Era un uomo dal carattere chiuso e dalla salute malferma , conservatore e di gusti sobri, che non amava la violenza e probabilmente neanche la vita militare, furbo e dotato di grande abilità diplomatica , seppe pazientemente costruire il proprio mito dando grande importanza al consenso del popolo. Uno dei segreti del suo successo sembra essere stata la grande prudenza e discrezione, la capacità di non scontentare nessuno, in particolare l’attenzione a non sollevare sospetti sulla sua ipotetica ambizione; tenne sempre saldamente nelle sue mani e in quelle dei suoi amici più fidati il potere, ma senza accettare mai che quella che rimase formalmente una Repubblica, e che solo noi chiamiamo Impero, venisse modificata da pericolose novità costituzionali.
Fu lui stesso a scrivere una sorta di epigrafe per dare conto degli obiettivi realizzati nel corso della sua vita ,Le Res gestae Divi Augusti incise su due tavole di bronzo furono appese nel suo mausoleo e replicate in numerose province dell’impero; esse danno un sommario resoconto, anche se non del tutto sincero e certamente insufficiente, di tutte le sue opere, in cui con la consueta prudenza egli ricorda “ di aver sempre rifiutato tutti gli onori e le cariche che non fossero costituzionali.”
Williams dichiarò in un’intervista, rilasciata all’uscita del libro , che ciò che lo aveva spinto a scriverlo era la curiosità di capire come fosse la mente di un uomo costretto a compiere delitti crudeli per sopravvivere e garantirsi la riuscita della propria missione.
Nella ricostruzione della vita della società romana, corrotta e agitata da ogni sorta di vizi, l’autore non si attarda a narrare l’incessante attività di rinnovamento morale e di riorganizzazione a cui Augusto si dedicò con la collaborazione di suoi fidi, ma illumina piuttosto la vita familiare , i numerosi matrimoni e le morti di nemici e di amici e parenti, le serate con i poeti,gli intrighi , la ricerca di un erede a cui lasciare il potere .Uno spazio rilevante trova la tragica vicenda della amatissima figlia Giulia , secondo la tradizione esiliata a Ventotene per le ripetute scandalose vicende di adulterio pubblicamente esibite . Williams avvalora invece la tesi che l’esilio senza perdono fu l’espediente giuridico trovato da Augusto per salvarla dalla condanna a morte che avrebbe dovuto punire la partecipazione di Giulia a una congiura dei suoi amanti che avrebbe eliminato suo marito Tiberio e lo stesso Augusto.

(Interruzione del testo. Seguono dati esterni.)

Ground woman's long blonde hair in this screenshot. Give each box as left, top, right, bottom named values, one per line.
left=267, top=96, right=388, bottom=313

Si giunge così all’ultimo capitolo interamente dedicato a una lettera scritta da Augusto, ormai vicino alla morte, al suo amico Nicolao Damasceno, storico e filosofo. C’è a questo punto una discontinuità rispetto al resto della narrazione; nel lunghissimo sfogo che si estende per diversi giorni durante la navigazione verso Capri, l’imperatore apre completamente il suo animo , si lascia trasportare dalla malinconia della vecchiaia . Rivela la propria indifferenza verso le molte illusioni della vita tra cui la ricchezza e il potere, la vanità della passione amorosa; confessa di aver dovuto rinunciare anche a un bene prezioso come l’amicizia per sostenere in solitudine il peso di un destino che non poteva essere condiviso con nessuno. Dal suo disincanto sembra si possa salvare soltanto una forma di amore più puro, quello dei poeti e dei filosofi per il loro studio, che non riesce tuttavia ad essere innocente quando si trasforma in potere esercitato sul lettore.
Difficile sottrarsi alla tentazione di pensare che solo in questa lunga confessione Williams abbia trovato la possibilità di identificarsi con il vecchio imperatore.